The global financial crisis highlighted the problems created by having “uneven playing fields” for multinational organizations, the IFAC noted. Different regulatory arrangements in different jurisdictions allowed these organizations to engage in regulatory arbitrage, but at the same time created unnecessary costs and uncertainty for them and their key stakeholders. These differences limited the type and effectiveness of responses that governments, central banks and regulators could take to address the problems created by the crisis.
“IFAC is concerned by the growing divergence and regulatory fragmentation that is occurring and the uncertainty that it creates,” IFAC CEO Fayezul Choudhury said Tuesday, as Australia assumes the presidency of the G-20 for 2014. “We call on international coordinating organizations and forums—the G-20, IFIAR, IOSCO, FSB—to fully commit to promoting and enacting global regulatory consistency and evidence-based regulatory reform.”
Currently, a number of jurisdictions are increasingly resorting to nation-specific responses and reforms that create the potential for uncertainty and instability—and ultimately stifle global growth—despite the fact that the G-20 has called for global convergence in a number of areas and the FSB has recognized 12 sets of internationally-accepted standards deserving of priority implementation, according to IFAC.

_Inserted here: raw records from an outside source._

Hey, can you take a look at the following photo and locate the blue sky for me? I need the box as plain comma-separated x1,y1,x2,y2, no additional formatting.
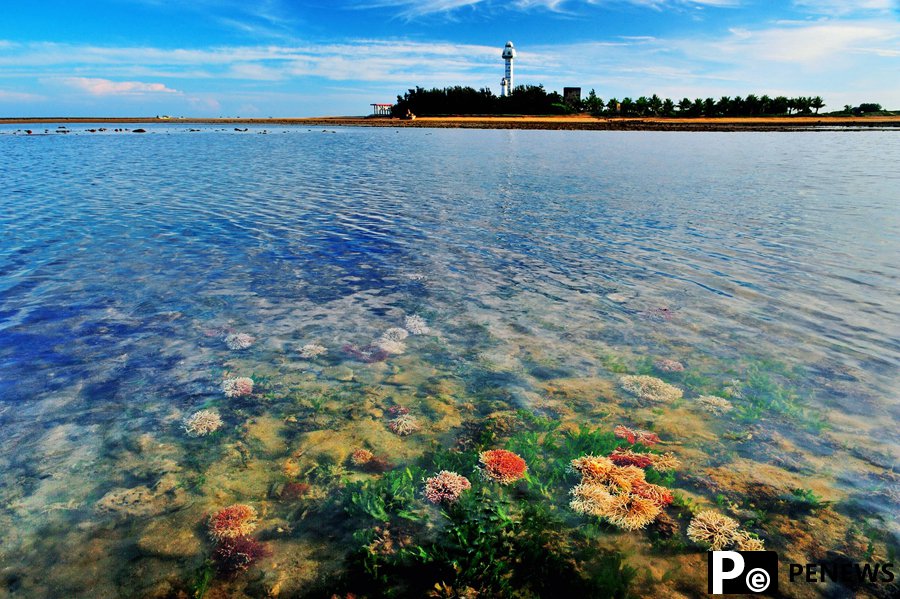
0,0,900,117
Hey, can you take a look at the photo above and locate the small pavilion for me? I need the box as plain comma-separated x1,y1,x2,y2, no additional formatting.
372,104,394,116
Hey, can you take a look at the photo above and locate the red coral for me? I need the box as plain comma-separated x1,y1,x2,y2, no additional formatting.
209,503,257,540
613,424,660,447
479,449,528,485
609,449,653,468
213,537,272,574
631,481,675,508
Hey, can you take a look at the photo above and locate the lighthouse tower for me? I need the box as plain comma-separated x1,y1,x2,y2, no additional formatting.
500,42,516,96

“High-quality globally accepted financial reporting, auditing and ethics standards exist,” said. Choudhury. “Divergent regulatory approaches risk creating considerable problems and additional compliance costs for multi-national companies and their auditors; problems and costs that IFAC believes can be eliminated if governments and regulators wholeheartedly supported the regulatory convergence agenda.”

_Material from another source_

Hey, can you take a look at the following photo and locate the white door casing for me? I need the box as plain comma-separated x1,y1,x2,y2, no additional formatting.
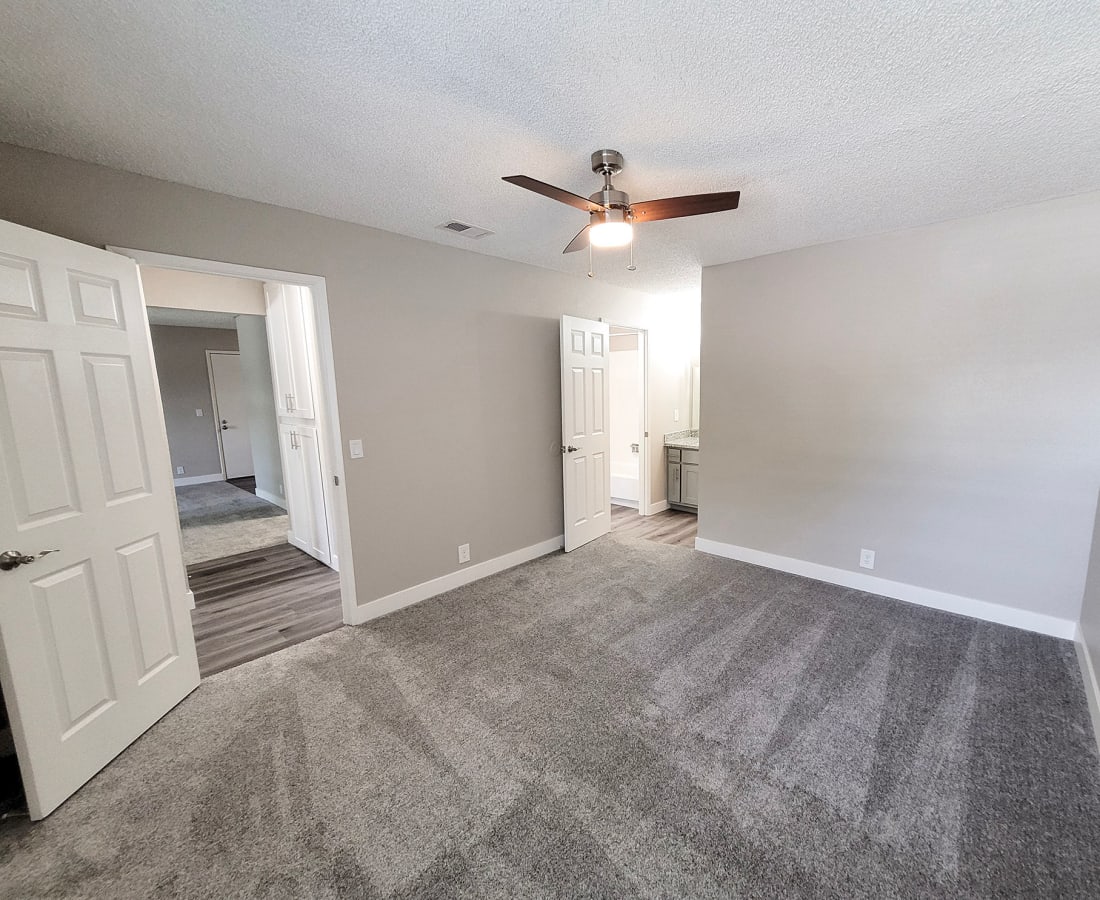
561,316,612,552
264,283,317,419
0,221,199,819
207,350,255,479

Growing diversity in regulatory arrangements for auditing and auditor independence requirements are a primary example of where jurisdictions appear to be moving further apart, rather than converging, IFAC noted.
Over 90 jurisdictions use or are in the process of adopting or incorporating clarified International Standards on Auditing into their national auditing standards, IFAC pointed out, or the jurisdictions use them as a basis for preparing national auditing standards. Proposed legislation in Europe would mandate use of clarified ISAs for statutory audits within the European Union. However, some jurisdictions unnecessarily modify standards, choose not to adopt the full set of standards, or introduce revisions to national standards before the International Auditing and Assurance Standards Board has finalized revisions to the relevant ISAs, IFAC noted. These actions diminish the considerable benefits of facilitating transparency, consistency, economic growth, and financial stability that come with the global adoption and implementation of high-quality international standards, such as ISAs, IFAC argued.
Similarly, the Code of Ethics for Professional Accountants provides a solid ethical foundation for auditors, outlines robust requirements for auditor independence, and is suitable for application around the globe, according to IFAC. It addresses matters such as conflicts of interest, the provision of non-audit services, and the rotation of audit engagement partners. However, major jurisdictions are clearly divided in their views on auditor independence, IFAC pointed out. For example, some jurisdictions adopt the prohibitions on non-audit services that exist in the Code, some jurisdictions introduce additional legislative prohibitions, and some others propose a list of “acceptable services.”
Another aspect of auditor independence where there are considerable and growing jurisdictional differences is mandatory audit firm rotation. Certain jurisdictions with major capital markets activity (such as the U.S. and Canada) have considered it, and have clearly rejected it, IFAC noted. In contrast, last month the European Parliament announced a series of legislative reforms to auditing, including mandatory audit firm rotation—with the possibility that the rotation period will differ among member states—creating even more divergence.
Still other countries have adopted, or are proposing to adopt, some form of mandatory audit firm rotation for a particular segment of the economy—particularly banks and financial institutions.
“Global regulatory reform should enhance financial reporting and audit quality, and a critical aspect of achieving this ambition is to advance the global regulatory convergence agenda,” said Choudhury. “Otherwise, we will have learned few lessons from the crisis and will be consigned to discussing and addressing these same issues again in the not too distant future.”